Hey guys, just wondering what you guys thought…
My good friend has a very well cared for Cherokee 6 300 and is in awesome shape. He wants $100 per hour dry but the 300hp engine sucks on avg about 18gph and will cost rough ball park $100 per hour to run. Now obviously renting a warrior or skyhawk wet is still cheaper, but its nice to have keys to a plane that I can use anytime. do you think $200 an hour is a fair price?
Depends if you are talking tach hour or hobbs hour. Also 18GPH is a bit high. That plane should burn no more than 15GPH. Might be 13.5 to 14 in a 70% power configuration. If $100 includes insurance and is tach time, take it.

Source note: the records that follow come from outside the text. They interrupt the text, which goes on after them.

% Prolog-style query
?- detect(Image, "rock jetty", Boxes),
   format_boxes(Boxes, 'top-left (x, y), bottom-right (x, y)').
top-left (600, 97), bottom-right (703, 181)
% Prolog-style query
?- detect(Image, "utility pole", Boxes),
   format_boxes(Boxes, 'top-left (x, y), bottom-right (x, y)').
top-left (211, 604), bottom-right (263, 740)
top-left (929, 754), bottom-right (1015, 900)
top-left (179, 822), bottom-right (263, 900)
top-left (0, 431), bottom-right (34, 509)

18 GPH is right on the money for a IO540K1G5 @ 75% unless you go above 9000 ft then the power falls off. Its a great plane,I flew one to most of the states East of the rockies. solid 150kts all day long! full or empty. mine would run great at 14000 ft I was on O2. I also went to PHX,JAC,DEN,ABQ And a few others in the high country and it did fine(turbo would have helped).
we were based near DAL
only had to pay $150 to be added onto his insurance for the year. Its a nice plane and I like not having to put a minimum time on it if I take it for the weekend like most flight rental places want a minimum number of hours on it if you take it overnight of for a whole day. Im just wondering if $100 an hour for that plane plus fuel is worth it? also does anyone know what the difference between hobbs time and tach time is? or the conversion?..Thanks
It has a few seats on it, might be able to split the cost? I have a group of pax who like to fly and help on the cost of the aircraft. That might make it a little more affordable?
I get 14 - 16 GPH in my Six in cruise, which works out to about 140 KTAS. It’ll burn 23 GPH on the climb out, and 10 - 12 GPH back down unless you just nose it over and plow down at the top of the green arc. I pay closer to $80/hr for gas than $100 most of the time.
If I bothered to account for the full cost of mine excluding fuel, I’d probably figure about $25/hr just for the engine reserve, $10 - $20/hr for insurance (depending on how many hours it flew a year), $30/hr for annual and random maintenance, plus a few more for oil changes, tie down fees, GPS database updates, and an emergency fund. Plus, depending on how the deal was structured and how many hours it was being flown, I’d have to start doing 100 hour inspections too, which would probably be about $12 / hour.
$100/hr dry is about fair for that aircraft, at the end of the day, it depends on how much you’re going to fly and take advantage of both scheduling and the capabilities of the Six, compared to whatever alternatives are around where you are.
Hobbs and tach conversion depends on how you fly. On mine, 75% power usually means I’m doing 2400 RPM above about 7000 ft, the difference between Hobbs and Tach for me is about 5% on the last 25 hours or so of multi-hour cross country flights. If you spend a lot of time on short flights where you’re spending a a fair chunk of time on the ground with the prop spinning, in the pattern, or down low at 2200 RPM, you’d probably see closer to 20% more on the Hobbs than the tach.